After reading your Teacher Talk book, I decided to use the words choose, decide and pick on a regular basis with him in an effort to help him choose more helpful behaviors. I wanted him to see that all behavior equals a choice and to stay conscious of the choices he was making.
As part of my plan, I listed some of his behaviors and my possible responses so that I would be prepared and ready when I encountered him the next day. My verbal responses to his actions would hopefully be similar to what I had anticipated. I wrote:
"If you choose to speak out when someone else is talking, you'll be making a decision to lose your turn."
"You have shown me by your behavior that you have chosen not to follow the directions."

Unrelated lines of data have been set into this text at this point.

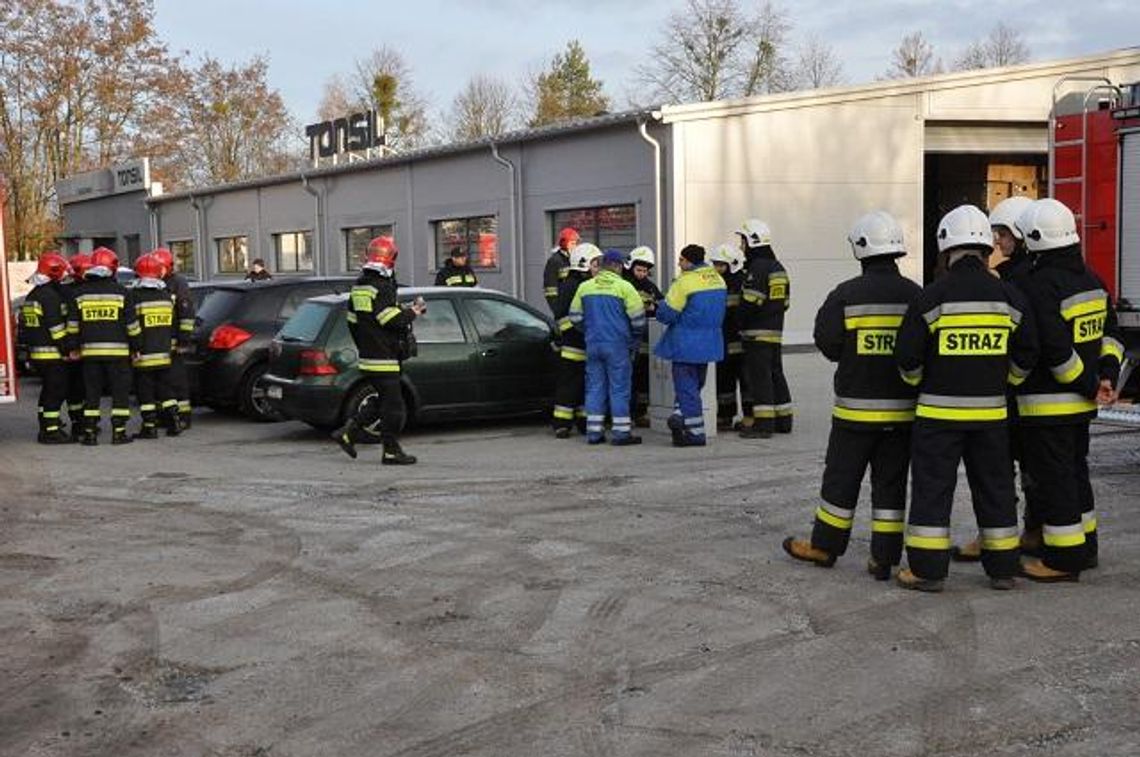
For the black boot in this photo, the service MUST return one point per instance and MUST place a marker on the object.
(171, 422)
(396, 456)
(347, 436)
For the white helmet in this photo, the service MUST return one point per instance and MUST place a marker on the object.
(1007, 212)
(966, 226)
(641, 254)
(877, 235)
(756, 233)
(1048, 225)
(581, 254)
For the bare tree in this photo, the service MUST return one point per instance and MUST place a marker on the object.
(913, 57)
(766, 67)
(382, 81)
(485, 107)
(713, 49)
(1003, 47)
(819, 65)
(699, 53)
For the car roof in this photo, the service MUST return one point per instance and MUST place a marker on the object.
(418, 291)
(276, 283)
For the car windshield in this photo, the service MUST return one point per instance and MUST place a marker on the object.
(218, 306)
(306, 324)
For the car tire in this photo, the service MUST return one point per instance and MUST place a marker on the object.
(251, 398)
(356, 398)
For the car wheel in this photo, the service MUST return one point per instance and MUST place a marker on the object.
(252, 398)
(358, 397)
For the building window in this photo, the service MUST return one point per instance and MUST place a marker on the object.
(233, 254)
(356, 243)
(610, 227)
(182, 250)
(294, 251)
(479, 236)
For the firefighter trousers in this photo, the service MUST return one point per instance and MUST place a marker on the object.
(887, 452)
(569, 392)
(936, 449)
(114, 376)
(1058, 462)
(764, 375)
(53, 393)
(730, 373)
(385, 408)
(152, 387)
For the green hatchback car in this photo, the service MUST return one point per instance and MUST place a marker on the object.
(480, 353)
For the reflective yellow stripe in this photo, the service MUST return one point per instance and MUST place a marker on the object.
(844, 523)
(387, 315)
(872, 322)
(872, 416)
(1001, 543)
(972, 320)
(960, 413)
(927, 542)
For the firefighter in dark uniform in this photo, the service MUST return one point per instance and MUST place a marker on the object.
(456, 271)
(155, 309)
(43, 324)
(765, 296)
(108, 333)
(874, 408)
(961, 342)
(380, 327)
(184, 312)
(1081, 355)
(570, 383)
(76, 396)
(730, 262)
(638, 267)
(556, 268)
(1016, 265)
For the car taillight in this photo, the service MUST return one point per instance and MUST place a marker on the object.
(315, 363)
(228, 336)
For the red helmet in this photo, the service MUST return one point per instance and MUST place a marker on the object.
(165, 258)
(80, 262)
(149, 267)
(53, 265)
(382, 252)
(568, 237)
(105, 258)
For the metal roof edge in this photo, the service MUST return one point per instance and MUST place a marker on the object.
(424, 153)
(895, 87)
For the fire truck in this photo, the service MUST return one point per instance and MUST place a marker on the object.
(1094, 169)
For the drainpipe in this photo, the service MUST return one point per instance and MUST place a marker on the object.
(657, 200)
(318, 233)
(200, 251)
(519, 274)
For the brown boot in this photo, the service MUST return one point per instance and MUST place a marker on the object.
(803, 550)
(969, 552)
(908, 579)
(1036, 570)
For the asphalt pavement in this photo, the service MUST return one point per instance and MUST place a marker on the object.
(249, 591)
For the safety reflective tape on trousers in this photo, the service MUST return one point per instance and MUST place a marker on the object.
(1055, 404)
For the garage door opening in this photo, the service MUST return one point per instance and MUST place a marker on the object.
(952, 179)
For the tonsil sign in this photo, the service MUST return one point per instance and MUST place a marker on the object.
(352, 135)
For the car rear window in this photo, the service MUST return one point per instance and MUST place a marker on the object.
(219, 304)
(306, 324)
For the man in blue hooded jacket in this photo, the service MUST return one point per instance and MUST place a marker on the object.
(693, 311)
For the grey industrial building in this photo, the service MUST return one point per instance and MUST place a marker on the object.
(807, 162)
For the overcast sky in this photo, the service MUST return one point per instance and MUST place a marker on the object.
(446, 42)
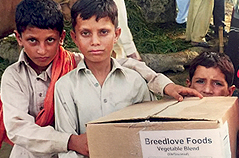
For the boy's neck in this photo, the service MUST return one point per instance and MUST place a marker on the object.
(100, 69)
(35, 67)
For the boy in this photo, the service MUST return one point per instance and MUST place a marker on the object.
(211, 74)
(27, 85)
(99, 85)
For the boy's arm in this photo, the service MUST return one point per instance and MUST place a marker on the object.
(157, 82)
(20, 126)
(66, 119)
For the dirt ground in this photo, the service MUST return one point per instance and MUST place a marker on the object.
(178, 78)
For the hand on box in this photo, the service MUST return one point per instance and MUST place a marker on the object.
(177, 91)
(79, 144)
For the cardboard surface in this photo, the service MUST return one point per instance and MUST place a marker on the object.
(196, 128)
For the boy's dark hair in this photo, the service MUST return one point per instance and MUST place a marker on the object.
(216, 60)
(99, 8)
(44, 14)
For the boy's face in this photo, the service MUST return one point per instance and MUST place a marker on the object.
(95, 39)
(40, 45)
(210, 82)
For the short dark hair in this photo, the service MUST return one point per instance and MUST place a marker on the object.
(99, 8)
(44, 14)
(216, 60)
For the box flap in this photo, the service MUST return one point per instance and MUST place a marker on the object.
(191, 108)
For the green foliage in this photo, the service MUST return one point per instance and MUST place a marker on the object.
(4, 63)
(153, 38)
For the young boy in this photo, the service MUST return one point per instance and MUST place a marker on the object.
(99, 85)
(27, 85)
(211, 74)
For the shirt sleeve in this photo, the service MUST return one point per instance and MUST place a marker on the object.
(66, 119)
(156, 81)
(20, 126)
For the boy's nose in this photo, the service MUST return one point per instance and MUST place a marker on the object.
(208, 89)
(95, 39)
(41, 49)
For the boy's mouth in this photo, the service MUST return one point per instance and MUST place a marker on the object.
(42, 59)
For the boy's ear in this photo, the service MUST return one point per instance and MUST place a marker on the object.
(117, 34)
(18, 37)
(188, 82)
(231, 90)
(73, 36)
(63, 35)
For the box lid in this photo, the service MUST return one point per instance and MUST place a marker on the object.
(191, 108)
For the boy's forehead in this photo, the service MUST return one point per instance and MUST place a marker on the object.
(33, 30)
(202, 70)
(92, 19)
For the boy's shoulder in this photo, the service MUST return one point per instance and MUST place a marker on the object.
(129, 73)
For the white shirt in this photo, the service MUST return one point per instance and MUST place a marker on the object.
(79, 98)
(23, 93)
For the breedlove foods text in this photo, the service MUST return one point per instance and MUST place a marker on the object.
(187, 140)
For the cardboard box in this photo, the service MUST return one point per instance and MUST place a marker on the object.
(195, 128)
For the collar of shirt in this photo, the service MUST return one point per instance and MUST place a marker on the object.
(23, 61)
(115, 66)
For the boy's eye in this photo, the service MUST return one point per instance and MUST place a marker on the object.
(200, 81)
(217, 83)
(32, 40)
(85, 33)
(50, 40)
(104, 32)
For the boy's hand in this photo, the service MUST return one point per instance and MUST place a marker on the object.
(178, 91)
(79, 144)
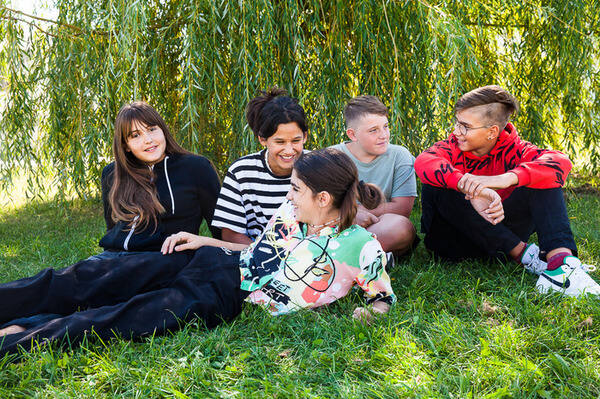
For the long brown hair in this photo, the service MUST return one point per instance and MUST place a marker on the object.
(333, 171)
(133, 192)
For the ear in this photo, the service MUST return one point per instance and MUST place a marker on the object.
(324, 199)
(351, 134)
(494, 132)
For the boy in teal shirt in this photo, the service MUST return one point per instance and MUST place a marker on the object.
(389, 166)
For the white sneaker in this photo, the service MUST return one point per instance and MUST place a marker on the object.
(569, 279)
(531, 260)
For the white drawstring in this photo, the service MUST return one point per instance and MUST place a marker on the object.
(169, 185)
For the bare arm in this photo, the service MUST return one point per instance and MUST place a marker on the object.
(184, 240)
(234, 237)
(489, 206)
(398, 205)
(472, 185)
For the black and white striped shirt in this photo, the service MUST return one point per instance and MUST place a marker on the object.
(250, 195)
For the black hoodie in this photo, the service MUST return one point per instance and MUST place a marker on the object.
(187, 187)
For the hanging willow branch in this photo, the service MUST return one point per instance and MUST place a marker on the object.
(200, 61)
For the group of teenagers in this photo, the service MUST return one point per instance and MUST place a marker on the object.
(294, 229)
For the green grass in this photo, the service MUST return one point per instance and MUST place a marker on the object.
(458, 330)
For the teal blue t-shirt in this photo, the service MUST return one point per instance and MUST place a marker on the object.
(393, 172)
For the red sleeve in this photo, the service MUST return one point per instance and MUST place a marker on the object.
(539, 168)
(435, 166)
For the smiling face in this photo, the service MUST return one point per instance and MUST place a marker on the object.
(370, 135)
(146, 143)
(284, 147)
(306, 204)
(479, 138)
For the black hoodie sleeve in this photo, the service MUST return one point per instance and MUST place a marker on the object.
(106, 182)
(209, 192)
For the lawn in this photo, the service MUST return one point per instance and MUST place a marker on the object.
(458, 330)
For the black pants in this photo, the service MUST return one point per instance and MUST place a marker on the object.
(454, 230)
(131, 296)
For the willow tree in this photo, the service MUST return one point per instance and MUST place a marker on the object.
(199, 62)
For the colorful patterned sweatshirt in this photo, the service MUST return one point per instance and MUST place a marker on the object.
(287, 270)
(443, 164)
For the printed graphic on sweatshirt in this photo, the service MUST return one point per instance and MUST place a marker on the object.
(287, 270)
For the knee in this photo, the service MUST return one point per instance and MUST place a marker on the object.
(393, 231)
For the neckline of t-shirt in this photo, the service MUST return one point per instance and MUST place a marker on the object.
(263, 158)
(358, 161)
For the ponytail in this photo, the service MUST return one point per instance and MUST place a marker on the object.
(369, 195)
(333, 171)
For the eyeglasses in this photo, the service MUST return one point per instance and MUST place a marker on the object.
(464, 130)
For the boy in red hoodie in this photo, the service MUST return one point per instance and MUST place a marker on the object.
(485, 191)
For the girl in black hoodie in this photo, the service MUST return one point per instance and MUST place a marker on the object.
(154, 188)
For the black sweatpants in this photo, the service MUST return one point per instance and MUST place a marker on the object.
(454, 230)
(131, 296)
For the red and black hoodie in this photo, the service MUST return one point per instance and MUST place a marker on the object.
(443, 164)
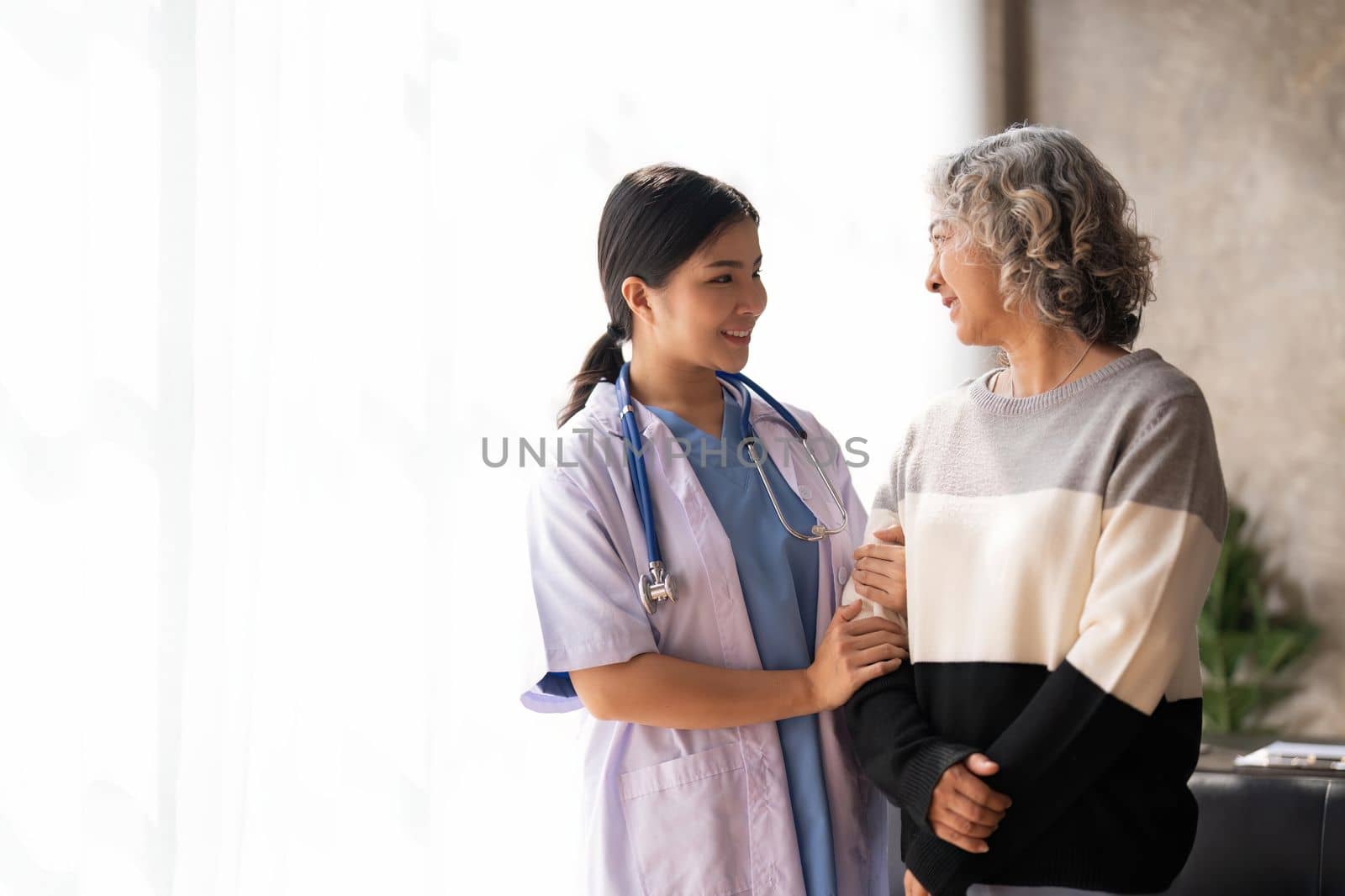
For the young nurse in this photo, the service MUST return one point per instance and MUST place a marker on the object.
(715, 755)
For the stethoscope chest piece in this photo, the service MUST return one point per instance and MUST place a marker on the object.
(657, 584)
(657, 587)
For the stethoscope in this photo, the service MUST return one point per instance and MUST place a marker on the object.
(657, 586)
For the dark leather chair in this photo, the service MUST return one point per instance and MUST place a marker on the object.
(1258, 835)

"I see you chose to speak out instead of allowing ____________ a turn."
"You are disturbing our group. Please pick a different behavior."
"I see you choose to work ahead."
"I notice you decided to do the listening role today."
"When you choose that behavior, it helps all of us."
The next morning I felt prepared and ready for him to come to class. I always say, "Good morning," to each student, calling them by name as they enter the classroom. This child's usual procedure is to come in, put his head down, and cover his face with his hands. This morning I deliberately skipped him when he activated his usual routine. "Hey, you skipped me," he remarked. Equipped with my new choice language I replied, "When you choose to put your head down, you choose not to be included." His head immediately came up and I told him, "Good morning."
As I gave instructions that morning on completing an unfinished story, he announced, "I'm not going to color mine." When I passed out the crayons, he grabbed for one. I informed him, "When you made the decision not to color yours, you made the decision to sit quietly while others do."
That incident and my response led to his decision to begin making distracting noises. I remarked, "You are distracting others around you. Please make a different choice." "I'm not being bad," he countered. "No, you're not bad and you are choosing to be a distraction. Please make a different choice that allows others to do their work," I said again. He got out a book and remained quiet for the duration of the work period.
The choose, decide, pick Teacher Talk helped me stay centered. I felt empowered. Instead of becoming riled by his behavior, my tone was quiet, but direct. So often he controls the class. This time, by pointing out his choices, I felt in control.
I invested alot of time in this child this particular day, but I felt it was less than I normally spend on him. With each incident, I simply made a statement about his choice and went on. No arguing, no escalating, no confrontation, no long discipline processes. I expect my class will run smoother now. And I expect he will be taking increasing amounts of responsibility for the choices he makes concerning his behavior.